Now a sailor who has just sailed from Australia to Japan has told the same story to journalist Greg Ray in Newcastle, Australia, in a story called 'The Ocean is Broken':


It was the silence that made this voyage different from all of those before it.

Not the absence of sound, exactly.

The wind still whipped the sails and whistled in the rigging. The waves still sloshed against the fibreglass hull.

And there were plenty of other noises: muffled thuds and bumps and scrapes as the boat knocked against pieces of debris.

What was missing was the cries of the seabirds which, on all previous similar voyages, had surrounded the boat.

The birds were missing because the fish were missing.

Exactly 10 years before, when Newcastle yachtsman Ivan Macfadyen had sailed exactly the same course from Melbourne to Osaka, all he'd had to do to catch a fish from the ocean between Brisbane and Japan was throw out a baited line.

'There was not one of the 28 days on that portion of the trip when we didn't catch a good-sized fish to cook up and eat with some rice,' Macfadyen recalled.

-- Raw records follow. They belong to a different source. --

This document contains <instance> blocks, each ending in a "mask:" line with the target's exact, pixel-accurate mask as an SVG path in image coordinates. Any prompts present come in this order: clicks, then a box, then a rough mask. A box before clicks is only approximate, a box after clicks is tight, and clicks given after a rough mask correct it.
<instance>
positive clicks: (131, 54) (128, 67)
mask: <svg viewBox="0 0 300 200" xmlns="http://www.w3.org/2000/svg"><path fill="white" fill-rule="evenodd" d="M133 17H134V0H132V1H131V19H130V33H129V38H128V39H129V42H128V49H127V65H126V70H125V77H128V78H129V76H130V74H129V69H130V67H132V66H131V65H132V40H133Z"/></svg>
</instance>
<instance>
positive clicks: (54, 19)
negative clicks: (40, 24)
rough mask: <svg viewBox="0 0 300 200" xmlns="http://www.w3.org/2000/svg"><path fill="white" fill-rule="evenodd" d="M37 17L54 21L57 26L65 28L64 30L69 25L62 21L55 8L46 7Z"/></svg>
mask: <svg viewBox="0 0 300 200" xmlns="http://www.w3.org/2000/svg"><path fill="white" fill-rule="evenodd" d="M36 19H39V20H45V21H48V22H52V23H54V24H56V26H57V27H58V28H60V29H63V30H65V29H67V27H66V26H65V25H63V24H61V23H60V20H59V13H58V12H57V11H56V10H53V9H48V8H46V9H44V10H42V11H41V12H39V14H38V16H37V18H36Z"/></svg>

But this time, on that whole long leg of sea journey, the total catch was two.

No fish. No birds. Hardly a sign of life at all.

'In years gone by I'd gotten used to all the birds and their noises,' he said.

'They'd be following the boat, sometimes resting on the mast before taking off again. You'd see flocks of them wheeling over the surface of the sea in the distance, feeding on pilchards.'

But in March and April this year, only silence and desolation surrounded his boat, Funnel Web, as it sped across the surface of a haunted ocean.